[Date Prev][Date Next][Thread Prev][Thread Next][Date Index][Thread Index]
[Qemu-stable] [PATCH 03/97] target/arm: Reorganize SVE WHILE
From: |
Michael Roth |
Subject: |
[Qemu-stable] [PATCH 03/97] target/arm: Reorganize SVE WHILE |
Date: |
Mon, 1 Apr 2019 15:58:37 -0500 |
From: Richard Henderson <address@hidden>
The pseudocode for this operation is an increment + compare loop,
so comparing <= the maximum integer produces an all-true predicate.

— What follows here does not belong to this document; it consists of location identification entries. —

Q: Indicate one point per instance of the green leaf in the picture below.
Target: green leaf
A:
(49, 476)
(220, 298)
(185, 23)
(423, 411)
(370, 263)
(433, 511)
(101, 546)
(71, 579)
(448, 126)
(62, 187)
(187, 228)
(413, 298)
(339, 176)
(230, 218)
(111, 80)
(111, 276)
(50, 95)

Rather than bound in both the inline code and the helper, pass the
helper the number of predicate bits to set instead of the number
of predicate elements to set.
Reported-by: Laurent Desnogues <address@hidden>
Signed-off-by: Richard Henderson <address@hidden>
Reviewed-by: Laurent Desnogues <address@hidden>
Tested-by: Alex Bennée <address@hidden>
Tested-by: Laurent Desnogues <address@hidden>
Message-id: address@hidden
Signed-off-by: Peter Maydell <address@hidden>
(cherry picked from commit bbd0968c458d48e34a08b8694fa3309a9fe1c9e7)
Signed-off-by: Michael Roth <address@hidden>
---
target/arm/sve_helper.c | 5 ----
target/arm/translate-sve.c | 49 +++++++++++++++++++++++++-------------
2 files changed, 32 insertions(+), 22 deletions(-)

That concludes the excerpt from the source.